Monday, Oct. 29, 1962

• Two front-page stories were included in The Chronicle announcing the end of the Cuban Missile Crisis. “Western Europe hailed the Soviet Union’s retreat in the Cuban crisis as a stunning victory for the United States and greeted it universally with profound relief today,” one of the stories stated. The other story stated “informed sources said there were no deals or secret understanding involved with the Soviet leader’s offer to dismantle the Cuban bases and return their rockets to the Soviet Union.” It is now known this reporting was false as President John Kennedy and Soviet leader Nikita Khrushchev had reached secret agreements after negotiations.

• Heavy fog was blamed for two car crashes in the Twin Cities over the weekend of Oct. 27 and 28. One crash was a rear-end collision that was caused by fog that reduced visibility to 100 feet. The second accident occured when a car was parked along the road with no lights on. A second car then struck the back of the car, which was “obscured by fog.”

• Lee Billings, a 87-year-old Centralia resident died on Monday, Oct. 29 after an illness. Billings was born on April 4, 1875 in Blue Earth, Minnesota. He was survived by two sons, four daughters, 23 grandchildren, 62 great-grandchildren and one great-great-grandaughter.

• B. Johnson, a retired Chehalis farmer, died in a Portland hospital on Friday, Oct. 26 at the age of 92. He was born on Jan. 22, 1870 in Sweden. He was survived by two daughters, three sons, eight grandchildren, 11 great-grandchildren and a brother who still lived in Sweden.

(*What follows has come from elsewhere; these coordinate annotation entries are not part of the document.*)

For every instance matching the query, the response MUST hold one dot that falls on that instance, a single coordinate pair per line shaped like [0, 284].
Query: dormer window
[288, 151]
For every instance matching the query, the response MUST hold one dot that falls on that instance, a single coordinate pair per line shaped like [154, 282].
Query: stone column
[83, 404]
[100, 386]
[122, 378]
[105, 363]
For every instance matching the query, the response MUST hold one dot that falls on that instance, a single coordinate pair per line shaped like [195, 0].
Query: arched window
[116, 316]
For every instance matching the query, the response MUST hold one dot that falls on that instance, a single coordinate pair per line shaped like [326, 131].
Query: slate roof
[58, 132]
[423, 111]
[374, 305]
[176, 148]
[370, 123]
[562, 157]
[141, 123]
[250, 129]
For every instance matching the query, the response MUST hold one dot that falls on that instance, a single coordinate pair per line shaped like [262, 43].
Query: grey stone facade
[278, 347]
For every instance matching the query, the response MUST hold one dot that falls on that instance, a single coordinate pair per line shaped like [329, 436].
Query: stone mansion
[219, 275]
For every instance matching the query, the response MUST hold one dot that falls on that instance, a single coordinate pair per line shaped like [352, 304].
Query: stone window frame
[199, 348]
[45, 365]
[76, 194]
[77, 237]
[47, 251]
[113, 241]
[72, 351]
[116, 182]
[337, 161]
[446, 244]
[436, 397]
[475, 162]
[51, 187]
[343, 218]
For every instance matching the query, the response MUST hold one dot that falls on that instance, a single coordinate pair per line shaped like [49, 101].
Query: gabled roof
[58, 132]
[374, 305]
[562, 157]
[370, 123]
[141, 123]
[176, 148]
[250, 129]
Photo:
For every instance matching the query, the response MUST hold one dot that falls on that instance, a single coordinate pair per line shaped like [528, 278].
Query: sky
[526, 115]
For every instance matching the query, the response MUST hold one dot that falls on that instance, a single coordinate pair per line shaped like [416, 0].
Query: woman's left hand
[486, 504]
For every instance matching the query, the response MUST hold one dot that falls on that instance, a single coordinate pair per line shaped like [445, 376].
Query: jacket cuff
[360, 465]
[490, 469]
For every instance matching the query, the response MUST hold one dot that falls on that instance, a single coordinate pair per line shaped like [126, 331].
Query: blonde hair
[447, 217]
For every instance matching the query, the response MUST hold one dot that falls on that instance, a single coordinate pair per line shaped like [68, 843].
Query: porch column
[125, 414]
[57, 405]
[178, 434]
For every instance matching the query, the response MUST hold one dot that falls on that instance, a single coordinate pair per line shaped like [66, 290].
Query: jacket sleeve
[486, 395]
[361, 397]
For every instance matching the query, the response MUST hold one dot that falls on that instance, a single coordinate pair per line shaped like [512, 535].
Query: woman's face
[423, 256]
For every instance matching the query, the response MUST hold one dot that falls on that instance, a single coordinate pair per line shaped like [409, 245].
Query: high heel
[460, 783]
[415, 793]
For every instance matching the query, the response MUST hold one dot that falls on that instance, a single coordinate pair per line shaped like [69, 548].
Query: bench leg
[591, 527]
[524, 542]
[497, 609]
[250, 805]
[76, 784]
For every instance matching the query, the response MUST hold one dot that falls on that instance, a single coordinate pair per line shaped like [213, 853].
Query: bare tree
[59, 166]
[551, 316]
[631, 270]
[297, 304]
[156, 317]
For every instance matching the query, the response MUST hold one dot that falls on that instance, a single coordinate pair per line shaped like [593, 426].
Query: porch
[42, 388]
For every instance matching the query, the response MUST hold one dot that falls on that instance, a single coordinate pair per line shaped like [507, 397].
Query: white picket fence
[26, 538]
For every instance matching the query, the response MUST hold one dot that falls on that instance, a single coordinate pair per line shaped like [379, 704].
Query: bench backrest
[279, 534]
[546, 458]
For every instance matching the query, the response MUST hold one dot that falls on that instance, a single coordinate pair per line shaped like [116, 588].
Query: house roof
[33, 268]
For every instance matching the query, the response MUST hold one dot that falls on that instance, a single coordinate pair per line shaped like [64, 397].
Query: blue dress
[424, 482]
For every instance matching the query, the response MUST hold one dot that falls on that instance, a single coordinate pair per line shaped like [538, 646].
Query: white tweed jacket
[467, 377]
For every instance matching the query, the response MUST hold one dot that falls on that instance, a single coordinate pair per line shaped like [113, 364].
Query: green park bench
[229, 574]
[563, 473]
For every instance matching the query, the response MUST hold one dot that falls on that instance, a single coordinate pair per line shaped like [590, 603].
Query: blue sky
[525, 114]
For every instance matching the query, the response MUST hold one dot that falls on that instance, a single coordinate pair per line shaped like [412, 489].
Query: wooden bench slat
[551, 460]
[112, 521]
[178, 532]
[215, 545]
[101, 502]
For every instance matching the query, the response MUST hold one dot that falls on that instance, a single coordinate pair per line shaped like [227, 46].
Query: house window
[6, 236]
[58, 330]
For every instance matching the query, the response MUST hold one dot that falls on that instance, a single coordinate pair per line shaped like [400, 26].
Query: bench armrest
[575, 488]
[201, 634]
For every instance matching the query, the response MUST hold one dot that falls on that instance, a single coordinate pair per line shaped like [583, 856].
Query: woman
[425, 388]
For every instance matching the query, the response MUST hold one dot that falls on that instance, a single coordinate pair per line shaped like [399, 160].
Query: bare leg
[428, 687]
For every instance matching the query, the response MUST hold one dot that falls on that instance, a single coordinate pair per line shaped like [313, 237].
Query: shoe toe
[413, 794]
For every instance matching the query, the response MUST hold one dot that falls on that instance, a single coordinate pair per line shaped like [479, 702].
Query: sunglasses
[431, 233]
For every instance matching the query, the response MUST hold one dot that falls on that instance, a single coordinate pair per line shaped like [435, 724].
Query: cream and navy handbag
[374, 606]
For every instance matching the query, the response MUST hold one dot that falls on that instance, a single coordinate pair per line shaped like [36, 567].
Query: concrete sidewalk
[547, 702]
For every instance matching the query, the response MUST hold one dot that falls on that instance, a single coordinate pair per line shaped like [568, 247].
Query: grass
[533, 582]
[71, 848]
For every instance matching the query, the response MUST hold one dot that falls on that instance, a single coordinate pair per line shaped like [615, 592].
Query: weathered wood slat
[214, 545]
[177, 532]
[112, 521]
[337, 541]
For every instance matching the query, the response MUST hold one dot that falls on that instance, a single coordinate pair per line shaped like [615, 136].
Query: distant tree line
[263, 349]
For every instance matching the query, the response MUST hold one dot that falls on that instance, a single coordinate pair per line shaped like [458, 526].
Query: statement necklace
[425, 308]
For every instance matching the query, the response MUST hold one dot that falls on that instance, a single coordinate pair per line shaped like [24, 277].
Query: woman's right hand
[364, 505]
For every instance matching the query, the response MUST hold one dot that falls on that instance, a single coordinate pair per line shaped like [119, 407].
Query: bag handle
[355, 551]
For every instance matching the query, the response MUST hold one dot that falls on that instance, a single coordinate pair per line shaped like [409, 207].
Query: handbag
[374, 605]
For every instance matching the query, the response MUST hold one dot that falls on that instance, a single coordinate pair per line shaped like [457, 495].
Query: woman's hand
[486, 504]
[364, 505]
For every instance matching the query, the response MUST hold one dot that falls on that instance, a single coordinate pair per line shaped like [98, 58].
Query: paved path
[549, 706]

• A campaign ad for Hugh Kalich was featured in The Chronicle. “Money is valuable only as a medium of exchange, and only by spending it wisely, investing it in the things of value, may dividends be realized,” the ad stated. Kalich, a Democrat, was running for reelection as a Lewis County Commissioner.

• A “nearly new” three bedroom house on a hillside overlooking Chehalis was listed for $20,000 in The Chronicle. The house included a daylight basement and a family room.

• Longtime Chehalis resident Edna Murray died on Sunday, Oct. 28 in a local nursing home. Murray was 72 years old and was born on Nov. 17, 1882 in Eureka Springs, Arkansas. She was survived by her husband, four sons, two sisters, two brothers and six grandchildren.